Osteogenic Differentiation and Proliferation of Apical Papilla Stem Cells Using Chitosan-Coated Nanohydroxyapatite and Bioactive Glass Nanoparticles

Abstract

Abstract Objective The aim of this study was to evaluate the osteogenic differentiation ability and proliferation of apical papilla stem cells (SCAPs) using chitosan-coated nanohydroxyapatite and bioactive glass nanoparticles. Materials and Methods Hydroxyapatite, chitosan-coated nanohydroxyapatite, and bioactive glass 45S5 nanoparticles were prepared and characterized using a transmission electron microscope and X-ray diffraction. SCAPs were harvested from freshly extracted impacted wisdom teeth, cultured, and characterized using flow cytometric analysis. Tested nanomaterials were mixed and samples were classified into five equal groups as follows: negative control group: SCAP with Dulbecco's modified eagle's medium, positive control group: SCAP with inductive media, first experimental group: nanohydroxyapatite with SCAP, second experimental group: chitosan-coated nanohydroxyapatite with SCAP, third experimental group: bioactive glass nanoparticles with SCAP. Osteoblastic differentiation was assessed using an alkaline phosphatase (ALP) assay. Receptor activator of nuclear factor kappa beta ligand (RANKL) expression was evaluated using specific polyclonal antibodies by fluorescence microscope. The proliferation of SCAP was assessed using cell count and viability of trypan blue in addition to an 3-(4,5-dimethylthiazol-2-yl)-2,5-diphenyltetrazolium bromide (MTT) assay. Results Isolated SCAP showed a nonhematopoietic origin. Chitosan-coated nanohydroxyapatite showed the highest ALP concentration followed by nanobioactive glass, nanohydroxyapatite, and negative control. Chitosan-coated nanohydroxyapatite showed the highest H score followed by nanobioactive glass, nanohydroxyapatite, and negative control in RANKL expression.
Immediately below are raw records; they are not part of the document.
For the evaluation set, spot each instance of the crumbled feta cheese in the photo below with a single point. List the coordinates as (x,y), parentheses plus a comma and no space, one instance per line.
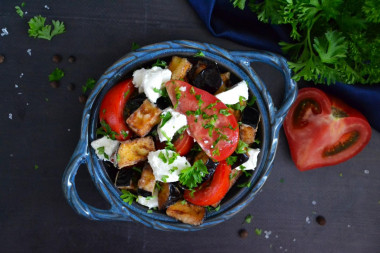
(252,161)
(233,95)
(150,202)
(146,80)
(4,32)
(163,171)
(177,121)
(106,146)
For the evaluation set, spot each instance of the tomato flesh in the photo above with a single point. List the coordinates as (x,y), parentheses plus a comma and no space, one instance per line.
(210,122)
(112,107)
(213,190)
(322,130)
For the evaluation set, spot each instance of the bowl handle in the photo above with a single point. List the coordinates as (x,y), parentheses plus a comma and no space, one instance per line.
(81,156)
(245,58)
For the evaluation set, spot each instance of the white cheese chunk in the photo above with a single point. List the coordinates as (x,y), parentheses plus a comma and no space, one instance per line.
(231,96)
(150,202)
(146,80)
(177,121)
(252,161)
(105,148)
(165,167)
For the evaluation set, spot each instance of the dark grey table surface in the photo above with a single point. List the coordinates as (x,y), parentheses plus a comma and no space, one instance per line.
(40,126)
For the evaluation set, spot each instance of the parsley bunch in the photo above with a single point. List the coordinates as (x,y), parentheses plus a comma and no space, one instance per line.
(333,40)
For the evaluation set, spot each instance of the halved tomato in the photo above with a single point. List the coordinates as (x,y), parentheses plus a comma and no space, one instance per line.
(211,123)
(112,107)
(212,191)
(322,130)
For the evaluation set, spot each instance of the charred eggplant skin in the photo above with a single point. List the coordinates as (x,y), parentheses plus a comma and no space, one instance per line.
(168,195)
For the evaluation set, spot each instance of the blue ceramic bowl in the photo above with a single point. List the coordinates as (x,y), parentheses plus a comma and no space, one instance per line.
(238,63)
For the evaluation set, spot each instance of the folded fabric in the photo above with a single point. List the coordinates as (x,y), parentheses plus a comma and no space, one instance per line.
(243,27)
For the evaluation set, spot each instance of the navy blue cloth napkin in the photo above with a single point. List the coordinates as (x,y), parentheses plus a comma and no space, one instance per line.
(224,21)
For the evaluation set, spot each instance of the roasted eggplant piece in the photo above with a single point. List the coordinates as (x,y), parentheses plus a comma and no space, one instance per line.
(134,151)
(179,67)
(127,179)
(241,158)
(146,182)
(144,118)
(206,76)
(187,213)
(169,194)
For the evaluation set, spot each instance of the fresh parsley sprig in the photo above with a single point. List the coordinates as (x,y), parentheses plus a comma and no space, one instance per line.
(38,29)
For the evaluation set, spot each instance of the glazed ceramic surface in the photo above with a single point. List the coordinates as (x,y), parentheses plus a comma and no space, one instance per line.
(238,63)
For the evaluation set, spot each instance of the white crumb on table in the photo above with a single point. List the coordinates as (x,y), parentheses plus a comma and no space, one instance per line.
(4,32)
Chitosan-coated nanohydroxyapatite showed the highest viable cell count. Conclusion SCAP isolation is achievable from extracted fully impacted immature third molars. All tested biomaterials have the ability to induce osteogenic differentiation and proliferation of SCAP. Composite nanoparticle materials show better osteogenic differentiation and proliferation of SCAP than single nanoparticles.